Dans l’imaginaire collectif, les paysages sous-marins les plus colorés sont les récifs coralliens tropicaux. C’est en effet vrai. Mais ce n’est pas du tout le seul écosystème océanique chamarré. La Méditerranée dispose effectivement de solides arguments pour prétendre au podium.

Pourtant Mare Nostrum est surtout reconnue pour ses eaux au bleue si caractéristiques. Cependant, sous la surface, entre 20 et 120 m de profondeur, se cachent d’immenses récifs vivants bigarrés bourrés d’une biodiversité marine explosive : le coralligène. Comment de telles écosystèmes peuvent-ils se développer dans les profondeurs de la Méditerranée ?

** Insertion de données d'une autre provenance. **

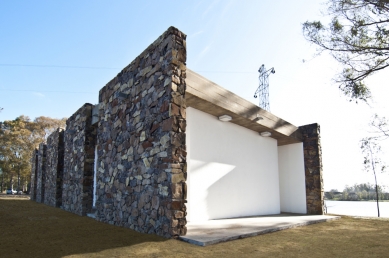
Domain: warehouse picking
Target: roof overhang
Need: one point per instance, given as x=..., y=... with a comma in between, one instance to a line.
x=207, y=96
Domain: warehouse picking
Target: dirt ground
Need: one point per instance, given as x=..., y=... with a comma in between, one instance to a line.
x=30, y=229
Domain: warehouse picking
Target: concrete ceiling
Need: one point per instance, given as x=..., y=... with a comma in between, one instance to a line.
x=207, y=96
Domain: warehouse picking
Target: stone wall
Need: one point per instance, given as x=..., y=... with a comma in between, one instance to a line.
x=141, y=141
x=41, y=173
x=313, y=169
x=34, y=176
x=79, y=142
x=54, y=168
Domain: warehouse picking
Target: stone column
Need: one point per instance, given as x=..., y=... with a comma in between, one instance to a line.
x=313, y=169
x=41, y=173
x=141, y=141
x=34, y=176
x=79, y=142
x=54, y=168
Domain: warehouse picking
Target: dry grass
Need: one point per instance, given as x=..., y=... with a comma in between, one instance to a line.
x=29, y=229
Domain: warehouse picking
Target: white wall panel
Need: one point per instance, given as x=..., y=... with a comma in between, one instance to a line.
x=232, y=171
x=292, y=178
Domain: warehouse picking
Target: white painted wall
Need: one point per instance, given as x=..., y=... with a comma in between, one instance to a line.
x=292, y=178
x=232, y=171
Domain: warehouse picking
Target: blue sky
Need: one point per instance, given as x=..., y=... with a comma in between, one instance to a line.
x=56, y=55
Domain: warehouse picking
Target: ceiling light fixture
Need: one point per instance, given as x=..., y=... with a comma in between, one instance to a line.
x=225, y=118
x=257, y=118
x=265, y=134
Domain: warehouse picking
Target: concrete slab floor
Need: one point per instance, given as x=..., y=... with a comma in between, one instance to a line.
x=221, y=230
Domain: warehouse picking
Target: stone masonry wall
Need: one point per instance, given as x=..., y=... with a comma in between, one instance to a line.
x=54, y=168
x=79, y=142
x=141, y=141
x=313, y=169
x=41, y=173
x=34, y=177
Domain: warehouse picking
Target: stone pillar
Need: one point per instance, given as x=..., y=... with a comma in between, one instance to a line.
x=54, y=168
x=79, y=142
x=34, y=176
x=313, y=169
x=41, y=173
x=141, y=141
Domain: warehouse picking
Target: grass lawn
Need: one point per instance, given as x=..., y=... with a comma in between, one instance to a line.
x=30, y=229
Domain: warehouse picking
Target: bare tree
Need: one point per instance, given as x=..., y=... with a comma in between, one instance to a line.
x=372, y=162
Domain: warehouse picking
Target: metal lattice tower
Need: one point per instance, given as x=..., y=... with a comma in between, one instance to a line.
x=263, y=89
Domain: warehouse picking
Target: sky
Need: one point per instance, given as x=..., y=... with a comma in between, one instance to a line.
x=56, y=55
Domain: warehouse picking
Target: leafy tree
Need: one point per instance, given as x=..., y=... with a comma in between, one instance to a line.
x=18, y=139
x=358, y=38
x=371, y=149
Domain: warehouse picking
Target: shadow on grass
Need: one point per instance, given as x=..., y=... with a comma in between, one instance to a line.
x=30, y=229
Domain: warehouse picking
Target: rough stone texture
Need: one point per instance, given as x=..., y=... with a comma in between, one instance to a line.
x=141, y=141
x=54, y=168
x=313, y=169
x=34, y=176
x=41, y=173
x=79, y=141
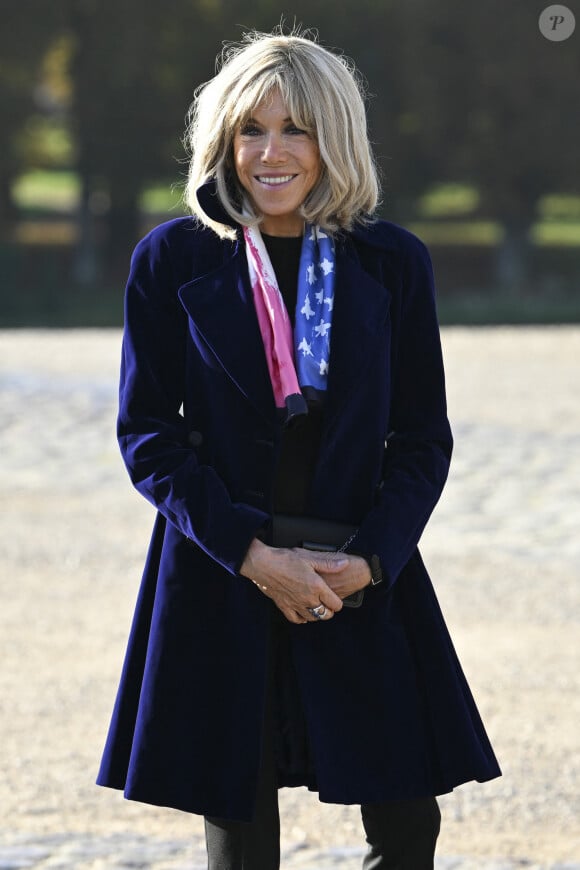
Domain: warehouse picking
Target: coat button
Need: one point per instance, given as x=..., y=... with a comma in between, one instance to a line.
x=195, y=438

Des algues corallinacées couvrent les roches profondes de la baie de La Ciotat. Quelques gorgones jaunes (Eunicella cavolini) et une étoile de mer lisse (Hacelia attenuata) viennent compléter le panorama du coralligène.

Tout commence par un morceau de roche

Tout commence avec un substrat dur naturel. Un gros caillou sur le sol marin. Un tombant rocheux vertical. Sur ces supports bien solides se développent des algues calcaires. Des algues rouges, dites corallinacées, qui font office de ciment pour stabiliser le substrat et résister ainsi aux aléas environnementaux comme les variations de courants. Cette végétation carmin tire ses forces de la photosynthèse pour s’étendre toujours plus.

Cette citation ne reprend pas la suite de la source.